I live in Cartagena, Spain’s 24th largest city, which was built on five hills and founded c. 227 BC by Hasdrubal on the site of the much older Tartessan city of Mastia. One of the hills is now under threat from a developer. Every day a couple of huge excavators hammer away at the lower slopes of Monte Sacro, chipping away at history.
Protests are being led every Friday by Javier Garcia del Toro, a professor of archaeology at Murcia University. He recently bought a toy excavator from El Corte Inglés for the politician who gave building permission for four blocks of flats. He also cleverly dished out mackerel paté to some of the protesters, claiming it was the authentic aphrodisiac Roman garum.
Last week, about 300 people turned up. Garcia del Toro made himself heard against the sound of breaking rock with a loudspeaker. Some of us went and stood by the diggers with our placards, singing ‘No nos moveran’ until the National Police arrived. No one was arrested and we all went home.

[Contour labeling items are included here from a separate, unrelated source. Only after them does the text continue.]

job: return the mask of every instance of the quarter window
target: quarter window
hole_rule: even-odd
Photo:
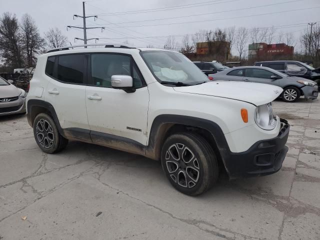
[[[46,74],[50,76],[54,76],[54,67],[55,56],[49,56],[46,60]]]
[[[237,69],[231,71],[227,74],[230,76],[244,76],[244,70],[242,69]]]
[[[248,78],[270,79],[274,74],[264,69],[248,68],[246,70],[246,76]]]
[[[84,54],[59,56],[58,79],[66,83],[83,84],[85,62]]]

In the days of the Carthaginians, this hill was sacred to Baal-Hammon, afterwards, Kronos. Monte Sacro was once home to an altar of peace that is now in a museum in Barcelona. The beautiful ara pacis dates back to the time of Augustus. The only thing that has been found recently is a 17th-century wall, which the developer, Portmán Golf, promised to preserve. But accidents can happen when you are breaking into solid rock: the whole area needs to be excavated slowly and thoroughly by hand. The nearby hill, the Molinete, once also under threat of development, has revealed many treasures: a house with frescoes, an almost intact gym floor. One of the other hills contains one of Spain’s top tourist attractions, a Roman theatre. That was discovered only a few decades ago. But even if no more important remains exist, it is vital that Monte Sacro is saved. Otherwise Cartagena will become a four-hill city, as unthinkable as Rome only having six.
There is a Facebook group, Salvemos El Monte Sacro de Cartagena, which co-ordinates events. Tomorrow there will be another demonstration. This time it is hoped there will be enough protesters to provide a human chain around the hill. But it’s a big hill.